First, we trained an updated “Concave Model” with 60 standard cases + 6 concave cases. The remaining 4 concave cases were used as test-set. Second, we trained an updated “Multiple Lesion Model”, with the 60 standard cases + 6 concave cases. Again, 4 cases were used as a test-set. Finally, we retrained the initial model with 60 standard cases + 6 concave cases + 6 multiple lesion cases. We tested the latter model on the standard test set as well as on the specific test cases, and compared this with the results of the initial model. An overview of the experimental setup is given in
Figure 1.
2.6. Evaluation
The trained models were tested on the test set and the prediction of the dose was compared to the actual planned dose by means of the standardized metrics used by the OpenKBP challenge [
8]: The dose score and the DVH score. The dose score measures the mean error over all the voxels between the two 3D volumes. In this case, we used the whole brain to measure the dose score instead of the whole CT volume or whole body volume. Taking a larger volume will dilute the results to a more positive outcome. The DVH score is the mean error over a set of criteria specific to the given volume. For OARs, these criteria are the mean dose (Dmean) and the maximum dose to 0.1cc (D0.1cc). For the target volume the criteria are the dose received by 1%, 95% and 99% of the voxels within the volume (D1, D95 and D99). The DVH score is calculated for all OARs used in training (lens and retina are combined within the eye, since overlapping masks were not possible). We report the mean results over the 5 trained models in a five-fold split for the evaluation.
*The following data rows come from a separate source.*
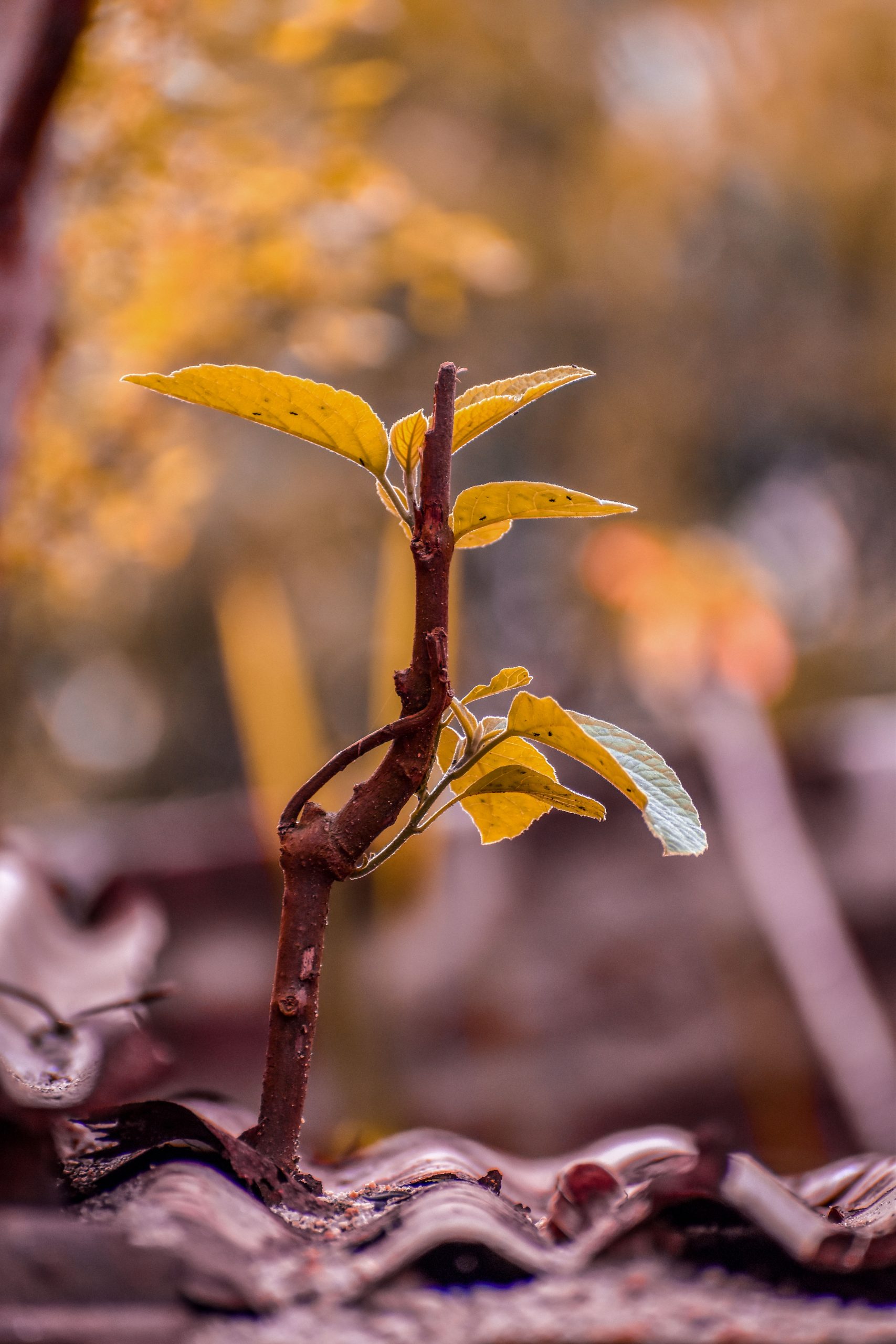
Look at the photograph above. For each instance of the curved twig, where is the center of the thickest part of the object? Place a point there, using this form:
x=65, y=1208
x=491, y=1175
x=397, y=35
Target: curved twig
x=378, y=738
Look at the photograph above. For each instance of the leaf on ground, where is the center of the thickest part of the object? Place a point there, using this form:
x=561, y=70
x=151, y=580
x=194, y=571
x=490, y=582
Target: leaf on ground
x=484, y=506
x=487, y=800
x=481, y=407
x=628, y=762
x=406, y=438
x=508, y=679
x=393, y=510
x=315, y=412
x=500, y=816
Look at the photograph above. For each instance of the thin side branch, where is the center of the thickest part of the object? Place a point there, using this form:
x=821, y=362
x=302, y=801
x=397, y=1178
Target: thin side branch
x=388, y=733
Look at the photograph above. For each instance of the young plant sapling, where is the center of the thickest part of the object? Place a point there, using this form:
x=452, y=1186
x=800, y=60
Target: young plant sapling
x=440, y=752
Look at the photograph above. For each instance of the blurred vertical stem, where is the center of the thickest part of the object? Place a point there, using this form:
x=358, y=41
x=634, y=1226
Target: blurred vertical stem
x=318, y=847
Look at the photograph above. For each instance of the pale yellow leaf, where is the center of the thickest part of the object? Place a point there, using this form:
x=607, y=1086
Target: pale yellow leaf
x=483, y=537
x=508, y=679
x=481, y=407
x=406, y=437
x=315, y=412
x=628, y=762
x=508, y=814
x=484, y=506
x=496, y=802
x=392, y=507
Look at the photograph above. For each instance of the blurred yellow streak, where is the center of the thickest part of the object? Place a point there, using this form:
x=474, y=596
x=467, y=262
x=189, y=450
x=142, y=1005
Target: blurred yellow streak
x=272, y=694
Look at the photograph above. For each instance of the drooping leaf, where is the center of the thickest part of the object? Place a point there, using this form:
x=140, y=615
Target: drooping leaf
x=508, y=679
x=669, y=814
x=481, y=407
x=313, y=412
x=484, y=506
x=406, y=438
x=628, y=762
x=487, y=800
x=393, y=510
x=500, y=816
x=483, y=537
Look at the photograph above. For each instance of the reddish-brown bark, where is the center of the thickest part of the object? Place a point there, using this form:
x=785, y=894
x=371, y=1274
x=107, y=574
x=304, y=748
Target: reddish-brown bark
x=319, y=847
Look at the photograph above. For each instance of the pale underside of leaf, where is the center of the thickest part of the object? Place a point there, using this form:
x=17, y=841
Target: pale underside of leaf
x=496, y=802
x=406, y=438
x=484, y=506
x=315, y=412
x=669, y=814
x=393, y=510
x=479, y=409
x=508, y=679
x=624, y=760
x=510, y=815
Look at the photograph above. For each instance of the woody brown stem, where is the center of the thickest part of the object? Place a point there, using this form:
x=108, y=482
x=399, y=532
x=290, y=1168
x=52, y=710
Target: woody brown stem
x=319, y=847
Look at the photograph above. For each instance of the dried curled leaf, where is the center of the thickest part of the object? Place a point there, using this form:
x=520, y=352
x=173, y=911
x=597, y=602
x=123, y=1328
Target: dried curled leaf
x=484, y=506
x=481, y=407
x=508, y=679
x=487, y=800
x=406, y=440
x=500, y=816
x=628, y=762
x=315, y=412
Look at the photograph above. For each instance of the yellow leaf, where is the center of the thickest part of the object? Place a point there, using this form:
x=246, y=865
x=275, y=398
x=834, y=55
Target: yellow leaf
x=510, y=814
x=483, y=407
x=483, y=537
x=484, y=506
x=313, y=412
x=508, y=679
x=392, y=507
x=628, y=762
x=406, y=438
x=515, y=784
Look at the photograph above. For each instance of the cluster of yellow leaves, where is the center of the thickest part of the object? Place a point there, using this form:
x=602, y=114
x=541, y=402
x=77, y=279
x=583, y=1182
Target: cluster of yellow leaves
x=513, y=784
x=695, y=609
x=345, y=424
x=219, y=194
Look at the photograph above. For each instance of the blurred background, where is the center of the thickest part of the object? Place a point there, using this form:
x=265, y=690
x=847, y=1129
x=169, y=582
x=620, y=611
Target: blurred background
x=696, y=202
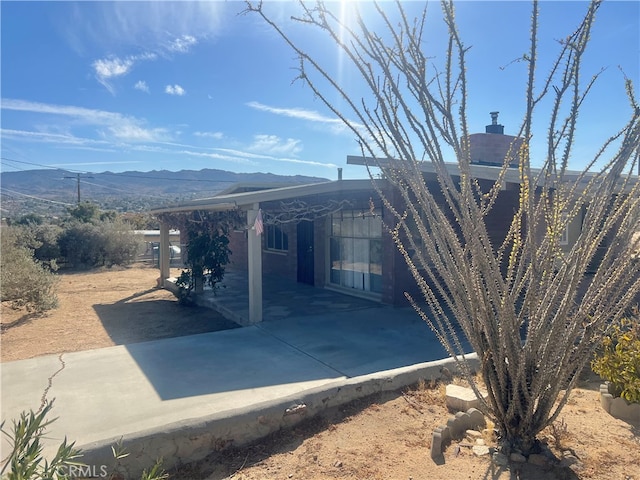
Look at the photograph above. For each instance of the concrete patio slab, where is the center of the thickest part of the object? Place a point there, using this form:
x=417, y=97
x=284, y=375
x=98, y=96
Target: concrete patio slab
x=181, y=398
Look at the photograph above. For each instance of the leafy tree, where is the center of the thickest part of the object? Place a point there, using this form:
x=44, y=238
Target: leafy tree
x=29, y=218
x=26, y=282
x=207, y=252
x=525, y=305
x=85, y=212
x=87, y=245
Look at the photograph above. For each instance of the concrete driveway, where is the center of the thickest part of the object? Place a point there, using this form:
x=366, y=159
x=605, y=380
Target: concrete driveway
x=177, y=397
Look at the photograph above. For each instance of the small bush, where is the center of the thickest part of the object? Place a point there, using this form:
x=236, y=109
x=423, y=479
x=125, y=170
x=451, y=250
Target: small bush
x=619, y=360
x=25, y=460
x=25, y=281
x=106, y=243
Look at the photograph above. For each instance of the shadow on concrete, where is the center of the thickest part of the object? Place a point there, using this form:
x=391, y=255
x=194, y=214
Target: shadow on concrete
x=133, y=320
x=309, y=336
x=245, y=359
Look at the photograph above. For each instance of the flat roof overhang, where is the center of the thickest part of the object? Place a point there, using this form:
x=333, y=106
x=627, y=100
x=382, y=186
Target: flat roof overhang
x=246, y=200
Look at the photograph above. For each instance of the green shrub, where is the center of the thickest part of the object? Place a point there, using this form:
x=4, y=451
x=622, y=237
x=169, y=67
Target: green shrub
x=207, y=256
x=104, y=243
x=25, y=460
x=619, y=360
x=25, y=281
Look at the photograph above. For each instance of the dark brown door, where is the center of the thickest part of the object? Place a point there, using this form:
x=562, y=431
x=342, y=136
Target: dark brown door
x=305, y=252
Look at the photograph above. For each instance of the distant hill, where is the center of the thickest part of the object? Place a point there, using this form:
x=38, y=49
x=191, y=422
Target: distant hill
x=46, y=192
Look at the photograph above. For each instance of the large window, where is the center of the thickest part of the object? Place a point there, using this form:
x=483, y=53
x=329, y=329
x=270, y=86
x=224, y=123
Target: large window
x=355, y=251
x=276, y=239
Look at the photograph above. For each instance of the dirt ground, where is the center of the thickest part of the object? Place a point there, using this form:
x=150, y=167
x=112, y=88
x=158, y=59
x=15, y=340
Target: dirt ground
x=102, y=308
x=382, y=437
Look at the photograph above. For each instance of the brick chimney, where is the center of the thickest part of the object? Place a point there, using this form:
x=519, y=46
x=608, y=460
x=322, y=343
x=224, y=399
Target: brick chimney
x=492, y=147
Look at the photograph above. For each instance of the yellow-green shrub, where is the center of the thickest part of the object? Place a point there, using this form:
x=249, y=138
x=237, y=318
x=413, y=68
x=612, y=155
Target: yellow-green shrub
x=619, y=360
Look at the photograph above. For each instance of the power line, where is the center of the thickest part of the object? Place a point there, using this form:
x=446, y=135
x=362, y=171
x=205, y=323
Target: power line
x=4, y=191
x=78, y=177
x=120, y=189
x=38, y=165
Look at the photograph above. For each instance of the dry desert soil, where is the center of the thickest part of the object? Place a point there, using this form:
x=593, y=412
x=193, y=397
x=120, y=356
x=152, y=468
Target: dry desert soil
x=381, y=437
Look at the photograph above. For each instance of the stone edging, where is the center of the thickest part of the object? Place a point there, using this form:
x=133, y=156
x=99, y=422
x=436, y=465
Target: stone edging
x=193, y=439
x=455, y=428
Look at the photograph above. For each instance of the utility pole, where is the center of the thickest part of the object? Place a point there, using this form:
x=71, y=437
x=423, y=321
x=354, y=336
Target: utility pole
x=78, y=179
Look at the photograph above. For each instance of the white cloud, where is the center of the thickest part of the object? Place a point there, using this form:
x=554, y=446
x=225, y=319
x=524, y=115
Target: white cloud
x=48, y=137
x=134, y=133
x=274, y=145
x=174, y=90
x=182, y=44
x=142, y=86
x=241, y=153
x=112, y=125
x=214, y=135
x=337, y=125
x=112, y=67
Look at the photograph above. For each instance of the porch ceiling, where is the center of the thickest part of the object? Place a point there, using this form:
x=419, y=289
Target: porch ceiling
x=246, y=200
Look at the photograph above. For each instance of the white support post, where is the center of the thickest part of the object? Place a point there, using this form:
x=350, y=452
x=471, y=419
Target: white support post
x=165, y=269
x=254, y=244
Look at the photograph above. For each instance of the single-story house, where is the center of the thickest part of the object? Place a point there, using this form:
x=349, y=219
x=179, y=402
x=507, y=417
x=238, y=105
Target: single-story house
x=331, y=235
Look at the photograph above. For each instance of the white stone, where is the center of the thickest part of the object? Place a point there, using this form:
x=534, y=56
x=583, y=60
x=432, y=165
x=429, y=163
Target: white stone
x=500, y=459
x=473, y=434
x=480, y=450
x=517, y=457
x=461, y=399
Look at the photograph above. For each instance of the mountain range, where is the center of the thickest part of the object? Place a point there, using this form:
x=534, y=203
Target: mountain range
x=49, y=192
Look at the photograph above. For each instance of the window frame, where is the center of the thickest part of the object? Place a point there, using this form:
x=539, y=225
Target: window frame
x=271, y=234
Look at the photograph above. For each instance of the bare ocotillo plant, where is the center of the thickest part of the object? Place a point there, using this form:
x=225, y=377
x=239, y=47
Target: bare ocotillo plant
x=527, y=308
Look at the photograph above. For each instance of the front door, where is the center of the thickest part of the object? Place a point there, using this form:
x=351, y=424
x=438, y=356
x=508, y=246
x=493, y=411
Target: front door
x=305, y=252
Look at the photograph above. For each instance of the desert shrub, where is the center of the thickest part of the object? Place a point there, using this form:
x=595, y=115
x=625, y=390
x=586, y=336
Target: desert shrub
x=107, y=243
x=26, y=462
x=619, y=360
x=25, y=459
x=207, y=256
x=26, y=282
x=42, y=239
x=82, y=245
x=121, y=245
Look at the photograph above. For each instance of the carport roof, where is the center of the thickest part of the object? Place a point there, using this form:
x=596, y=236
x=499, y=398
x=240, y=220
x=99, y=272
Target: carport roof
x=245, y=200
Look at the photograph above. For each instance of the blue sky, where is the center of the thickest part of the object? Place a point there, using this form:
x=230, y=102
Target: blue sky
x=119, y=86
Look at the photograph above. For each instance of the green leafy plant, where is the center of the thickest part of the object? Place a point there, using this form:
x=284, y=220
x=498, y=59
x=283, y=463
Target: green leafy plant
x=25, y=460
x=619, y=360
x=207, y=256
x=26, y=282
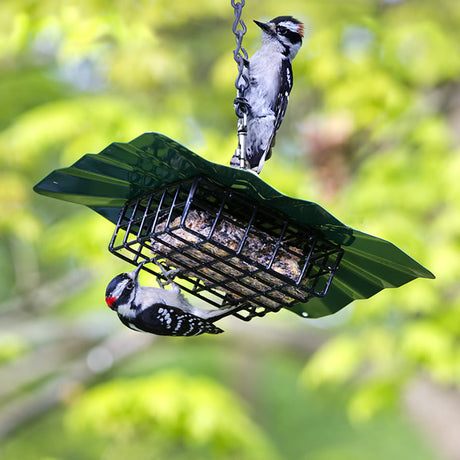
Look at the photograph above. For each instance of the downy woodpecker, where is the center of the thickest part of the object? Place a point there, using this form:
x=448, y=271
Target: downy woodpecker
x=269, y=73
x=157, y=310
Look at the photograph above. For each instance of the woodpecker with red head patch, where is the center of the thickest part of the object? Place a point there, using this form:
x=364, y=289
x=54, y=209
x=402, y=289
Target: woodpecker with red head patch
x=269, y=73
x=157, y=310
Additionally, the initially trained model and the updated models were tested on a set of concave target cases, a set of multiple lesion cases and a combined test set that includes both plus the standard test set.
3. Results
Based on the initial training set of 60 cases, the performance of the initial model was determined on the standard test set of 20 cases. The mean results over 5 independently trained models showed a dose score, measured over the whole brain volume of 0.94 (standard deviation [SD] = 0.36). The mean DVH score over all OARs and the target was 1.95 (SD = 0.95).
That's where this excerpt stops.